TOUT eſt dit & rien ne l’eſt encore.

Il n’y a qu’un certain nombre de choſes dans la nature ; ceux qui ſont venus les premiers, ont dû les voir & les ont vües : ceux qui ſont venus depuis, & ceux qui viendront dans la ſuite, n’ont pû & ne pourront en voir davantage par l’impoſſibilité où nous ſommes de multiplier les êtres. Et c’eſt dans ce ſens qu’on peut aſſurer que tout eſt dit.

Mais ce nombre, borné de choſes a une infinité de faces & de points de vûe différens, & dès lors on peut l’enviſager, le combiner d’une infinité de manieres différentes. Et c’eſt ainſi qu’on peut aſſurer que rien n’eſt encore dit, ou, pour s’exprimer plus juſtement, qu’il n’eſt rien qui ait encore été dit dans toutes les manieres poſſibles de le dire.

C’eſt la certitude où je ſuis de cette derniere verité, beaucoup plus que l’envie d’écrire ou que la confiance en mes talens, qui m’a encouragé à faire cet ouvrage & qui m’a ſoutenu dans l’exécution. D’après la connoiſſance de cette vérité, j’ai aidé mon imagination naturelle d’une imagination technique & méthodique ; Je me ſuis dit continuellement que les Anciens, quelque reſpect que l’on ait pour eux, n’ont vû les choſes qu’en bloc & que par les dehors : qu’aidés de l’analyſe métaphyſique qui leur manquoit, nous pouvons voir les choſes dans leur intimité. Dès lors j’ai cherché continuellement à en percer l’écorce & à en ſonder l’être ; à les préſenter dans leur rapport avec nous, & à ouvrir ainſi une ſource nouvelle d’un intérêt qui fût plus ſoutenu par la continuité du ſentiment & des images, que par la complication de l’intrigue & par la ſtérile abondance des faits.

Telle eſt la marche que j’ai ſuivie, & c’eſt à quoi je prie de ſonger ceux qui voudront bien me lire. Cette attention ne ſervira pas peu à leur faire remarquer la différence qui ſe trouve entre la maniere dont j’ai traité des ſujets déja traités & celle dont ils l’ont été.

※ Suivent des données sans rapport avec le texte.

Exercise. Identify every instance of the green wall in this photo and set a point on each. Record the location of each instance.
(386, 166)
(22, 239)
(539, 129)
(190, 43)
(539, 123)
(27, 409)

Je ſuis d’autant plus intéreſſé à faire cette obſervation qu’il eſt beaucoup de choſes, non ſeulement connues mais même uſées, que j’ai remaniées, ſoit parce qu’elles ſortoient naturellement de mon ſujet, ſoit peut-être parce que c’eſt le but que je me propoſe, & que je vais expoſer.

Le Cardinal de Retz que j’aime tant, & M. l’Abbé Girard m’ont fait naître l’idée de cet ouvrage d’un, en m’apprenant qu’il eſt peu de mots qui ſoient ſynonymes ; l’autre, en me le prouvant par les nuances & les dégradations admirables qu’il a ſçu mettre dans ſes caractères. J’ai reconnu d’après leur Lecture (& je devois naturellement le reconnoître) qu’il eſt une infinité de mots qui, quelqu’énergiques, quelqu’expreſſifs qu’ils ſoient par eux-mêmes, ne parlent qu’à l’oreille & ne diſent plus rien à l’ame qu’un long uſage a trop familiariſée avec eux pour qu’ils lui faſſent impreſſion.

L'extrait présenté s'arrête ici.